Sets and Quantifiers
Formal mathematical notation is often used in machine learning textbooks and papers. While formal symbols are relatively simple to learn through direct instruction, their meaning can be difficult to pick up from context clues, causing them to become a source of bewilderment and intimidation if not understood beforehand.
- Construct sets using set-builder notation and demonstrate fluency with set operations and terminology.
- Write and interpret functions using arrow notation.
- Translate between formal and informal language using quantifiers.
Hyperbolic tangent is a common activation function in the context of neural networks.
- Evaluate and graph hyperbolic functions.

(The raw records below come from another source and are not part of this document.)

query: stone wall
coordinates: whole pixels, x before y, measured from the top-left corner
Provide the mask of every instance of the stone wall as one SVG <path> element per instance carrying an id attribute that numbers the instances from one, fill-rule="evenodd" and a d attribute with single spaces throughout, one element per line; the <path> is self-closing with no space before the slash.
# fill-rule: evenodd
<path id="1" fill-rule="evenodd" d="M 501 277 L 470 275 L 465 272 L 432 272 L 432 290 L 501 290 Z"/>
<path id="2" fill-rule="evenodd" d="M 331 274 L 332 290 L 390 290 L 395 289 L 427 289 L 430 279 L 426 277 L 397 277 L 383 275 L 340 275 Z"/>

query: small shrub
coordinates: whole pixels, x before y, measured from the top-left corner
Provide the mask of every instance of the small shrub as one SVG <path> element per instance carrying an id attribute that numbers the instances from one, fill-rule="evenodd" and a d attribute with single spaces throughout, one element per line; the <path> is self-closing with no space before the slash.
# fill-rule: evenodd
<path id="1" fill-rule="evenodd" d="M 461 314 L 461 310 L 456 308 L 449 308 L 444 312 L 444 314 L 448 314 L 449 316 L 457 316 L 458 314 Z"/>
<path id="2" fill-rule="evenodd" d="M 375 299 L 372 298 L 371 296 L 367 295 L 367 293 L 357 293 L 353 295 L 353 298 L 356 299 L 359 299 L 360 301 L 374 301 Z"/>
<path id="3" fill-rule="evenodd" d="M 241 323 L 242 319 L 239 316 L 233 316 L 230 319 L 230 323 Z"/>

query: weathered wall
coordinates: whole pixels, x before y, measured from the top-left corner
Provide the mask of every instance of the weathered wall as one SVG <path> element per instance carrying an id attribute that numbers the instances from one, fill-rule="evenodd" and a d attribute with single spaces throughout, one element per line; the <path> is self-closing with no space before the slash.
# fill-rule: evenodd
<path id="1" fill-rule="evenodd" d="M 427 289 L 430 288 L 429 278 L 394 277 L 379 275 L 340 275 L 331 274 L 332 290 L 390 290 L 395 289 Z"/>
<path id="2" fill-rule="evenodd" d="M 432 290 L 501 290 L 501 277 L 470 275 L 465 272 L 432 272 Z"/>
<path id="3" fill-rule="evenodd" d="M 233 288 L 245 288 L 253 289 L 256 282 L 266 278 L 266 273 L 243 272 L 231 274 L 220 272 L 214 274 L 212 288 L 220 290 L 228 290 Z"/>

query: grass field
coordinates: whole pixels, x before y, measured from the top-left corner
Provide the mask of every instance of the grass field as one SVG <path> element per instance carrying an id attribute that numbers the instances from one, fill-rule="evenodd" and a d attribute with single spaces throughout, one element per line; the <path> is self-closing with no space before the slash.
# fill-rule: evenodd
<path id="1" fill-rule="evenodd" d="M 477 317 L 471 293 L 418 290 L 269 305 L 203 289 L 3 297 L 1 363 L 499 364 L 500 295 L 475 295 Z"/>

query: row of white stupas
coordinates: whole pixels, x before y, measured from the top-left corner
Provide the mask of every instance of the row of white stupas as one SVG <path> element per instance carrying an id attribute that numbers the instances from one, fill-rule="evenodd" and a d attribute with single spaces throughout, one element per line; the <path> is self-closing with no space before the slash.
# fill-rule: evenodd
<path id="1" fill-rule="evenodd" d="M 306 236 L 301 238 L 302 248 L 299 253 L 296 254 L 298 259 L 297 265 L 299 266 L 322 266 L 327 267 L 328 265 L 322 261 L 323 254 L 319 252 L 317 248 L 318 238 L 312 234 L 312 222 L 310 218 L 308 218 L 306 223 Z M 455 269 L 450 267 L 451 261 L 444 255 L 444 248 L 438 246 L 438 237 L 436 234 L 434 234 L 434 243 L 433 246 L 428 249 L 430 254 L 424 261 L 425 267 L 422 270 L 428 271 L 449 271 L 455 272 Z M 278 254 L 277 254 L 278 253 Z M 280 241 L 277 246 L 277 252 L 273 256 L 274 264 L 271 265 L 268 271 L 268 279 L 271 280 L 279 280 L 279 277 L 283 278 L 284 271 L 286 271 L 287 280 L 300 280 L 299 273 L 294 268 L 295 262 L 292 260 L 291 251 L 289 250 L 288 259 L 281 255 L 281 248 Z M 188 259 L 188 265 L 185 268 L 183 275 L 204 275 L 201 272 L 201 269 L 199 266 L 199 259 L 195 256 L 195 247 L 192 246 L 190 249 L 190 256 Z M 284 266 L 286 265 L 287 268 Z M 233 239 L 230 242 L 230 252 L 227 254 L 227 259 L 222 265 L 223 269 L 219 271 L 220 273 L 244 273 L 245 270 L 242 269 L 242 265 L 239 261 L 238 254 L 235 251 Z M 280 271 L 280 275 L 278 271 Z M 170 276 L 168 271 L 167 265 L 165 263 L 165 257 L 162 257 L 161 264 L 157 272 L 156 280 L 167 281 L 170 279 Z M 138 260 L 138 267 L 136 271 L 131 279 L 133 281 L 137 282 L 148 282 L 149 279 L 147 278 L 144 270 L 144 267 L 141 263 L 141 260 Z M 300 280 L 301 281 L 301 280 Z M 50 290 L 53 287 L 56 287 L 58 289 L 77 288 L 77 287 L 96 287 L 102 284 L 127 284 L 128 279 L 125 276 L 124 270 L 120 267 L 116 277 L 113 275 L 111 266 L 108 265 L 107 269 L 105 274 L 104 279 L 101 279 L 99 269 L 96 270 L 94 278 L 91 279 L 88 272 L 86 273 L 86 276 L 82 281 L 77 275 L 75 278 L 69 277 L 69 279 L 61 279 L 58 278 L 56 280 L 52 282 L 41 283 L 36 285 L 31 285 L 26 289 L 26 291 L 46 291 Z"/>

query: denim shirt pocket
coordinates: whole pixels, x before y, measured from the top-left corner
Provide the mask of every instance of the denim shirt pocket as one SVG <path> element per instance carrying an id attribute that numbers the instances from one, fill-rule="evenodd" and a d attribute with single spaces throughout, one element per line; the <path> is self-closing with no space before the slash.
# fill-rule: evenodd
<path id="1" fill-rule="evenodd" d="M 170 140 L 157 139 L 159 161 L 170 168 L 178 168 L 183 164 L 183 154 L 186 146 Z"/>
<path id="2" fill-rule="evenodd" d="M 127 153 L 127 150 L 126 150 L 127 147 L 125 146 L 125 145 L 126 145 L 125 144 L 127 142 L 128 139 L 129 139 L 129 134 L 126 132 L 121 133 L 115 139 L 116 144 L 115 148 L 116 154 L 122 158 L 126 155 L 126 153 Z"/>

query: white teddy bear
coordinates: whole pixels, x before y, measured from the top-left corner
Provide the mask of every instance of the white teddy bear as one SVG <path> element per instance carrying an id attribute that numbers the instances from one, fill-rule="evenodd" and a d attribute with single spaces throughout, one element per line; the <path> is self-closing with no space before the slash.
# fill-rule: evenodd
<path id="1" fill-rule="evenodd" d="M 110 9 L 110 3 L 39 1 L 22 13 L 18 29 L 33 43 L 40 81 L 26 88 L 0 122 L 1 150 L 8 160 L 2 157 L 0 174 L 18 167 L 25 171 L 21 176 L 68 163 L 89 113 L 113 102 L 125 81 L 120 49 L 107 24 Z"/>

Determinants, Gaussian Elimination, and Subspace Projection
Many algorithms in machine learning rely on advanced matrix methods that in turn rely on more foundational linear algebra topics. For example, principal component analysis involves finding eigenvalues and eigenvectors, which requires the use of determinants and gaussian elimination (respectively). Likewise, fitting a linear regression model involves using subspace projection to project the desired outputs onto the subspace of outputs that could possibly be generated by the model.
- Compute the determinant of an NxN matrix using Laplace expansions, and use properties of the determinant to simplify calculations.
- Use Gaussian elimination to solve systems of linear equations and compute inverse matrices.
- Find the projection of a vector onto a subspace formed by a span of other vectors.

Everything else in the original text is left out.